It’s after midnight and I’m in the Weather Center at work. The evening people I work with on FoxCT are gone. Most of the editors and reporters I know from the Courant have gone too. There are morning people in now. This TV/newspaper complex is an around-the-clock operation.
I’m staring at a radar loop. Heavy squalls from Hurricane Irene are unfurling from the center like the strings on an edge trimmer.
The wind has picked up. Gusts to 32 mph are being reported in Bridgeport. Groton has 29 mph. New Haven’s weather station has stopped reporting. There’s more wind down south closer to the storm.
I went on-the-air at ten and laid out my reasons for changing the forecast. Some are obvious on the satellite image. Others have been brought into sharper focus by the HRRR model, aka the Rapid Refresh.
The Rapid Refresh is an interesting piece in the guidance puzzle because it only covers the next 15 hours, but in 15 minute increments. It was the HRRR that solidified my thinking on the early exit for our rain. In this way Irene is acting more like Gloria!

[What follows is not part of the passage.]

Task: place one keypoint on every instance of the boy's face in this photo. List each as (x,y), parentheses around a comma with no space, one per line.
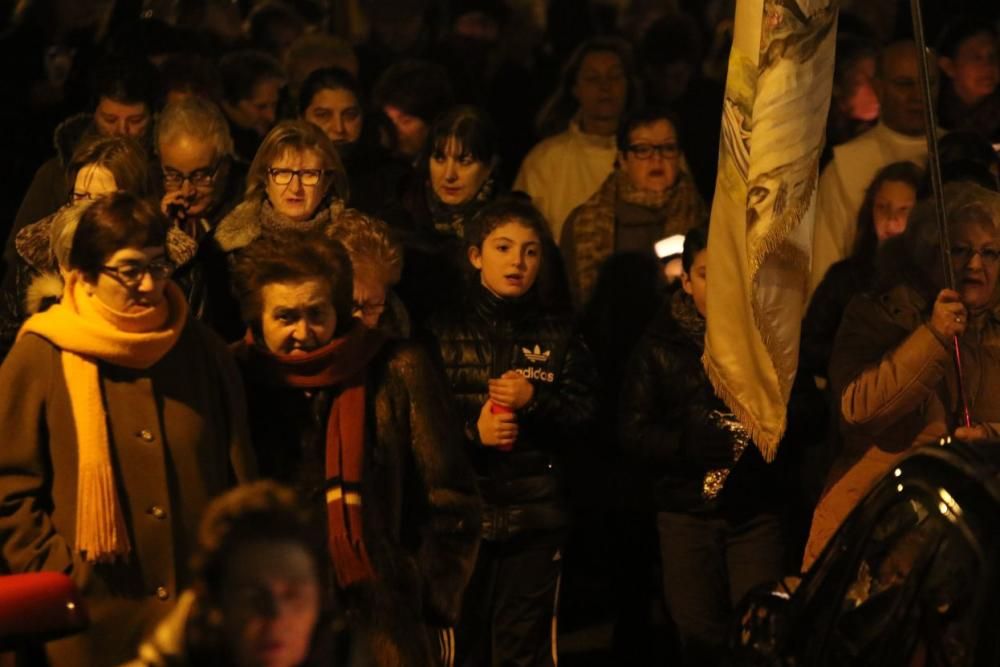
(695,281)
(509,259)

Now, instead of a storm stronger than Gloria I’m looking for a storm comparable to Gloria. That was still enough to cut power to 660,000 homes and businesses in 1985.
Hurricane Irene is approaching the mouth of the Delaware Bay. Already tides at The Battery, the southern tip of Manhattan, are nearly three feet above tide table heights. It’s low tide now, but I don’t see a let up anytime before high tide. The water level will continue to rise!
Bridgeport’s tide gauge is 14″ above prediction. As with New York Harbor the water in Long Island Sound will continue to rise through high tide. That’s ten hours away.
I’m hoping shore dwellers heed warnings.
I’d like to see Kennedy Airport right now. It’s got to be totally free of airplanes. No one in their right mind would leave an expensive jet on that field with Hurricane Irene coming. When was the last time JFK was empty?
Now we wait. Irene’s impact is continuing to build. It could have been worse.